Non-live vaccine platforms that induce potent cellular immune responses in mucosal tissue would have broad application for vaccines against infectious diseases and tumors. Induction of cellular immunity could be optimized by targeted activation of multiple innate and co-stimulatory signaling pathways, such as CD40 or toll-like receptors (TLRs). In this study, we evaluated immune activation and elicitation of T cell responses in non-human primates (NHPs) after immunization with peptide antigens adjuvanted with an agonistic αCD40Ab, with or without the TLR3 ligand poly IC:LC. We found that intravenous administration of the αCD40Ab induced rapid and transient innate activation characterized by IL-12 production and upregulated co-stimulatory and lymph node homing molecules on dendritic cells.

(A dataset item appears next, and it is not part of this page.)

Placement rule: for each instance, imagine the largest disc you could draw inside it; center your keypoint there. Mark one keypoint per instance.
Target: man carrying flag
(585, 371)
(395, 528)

Using fluorescently-labeled Abs for in vivo tracking, the αCD40Ab bound to all leucocytes, except T cells, and disseminated to multiple organs. CD4+ and CD8+ T cell responses were significantly enhanced when the αCD40Ab was co-administered with poly IC:LC compared to either adjuvant given alone and were almost exclusively compartmentalized to the lung. Notably, antigen-specific T cells in the bronchoalveolar lavage were sustained at ~5–10%. These data indicate that systemic administration of αCD40Ab may be particularly advantageous for vaccines and/or therapies requiring T cell immunity in the lung.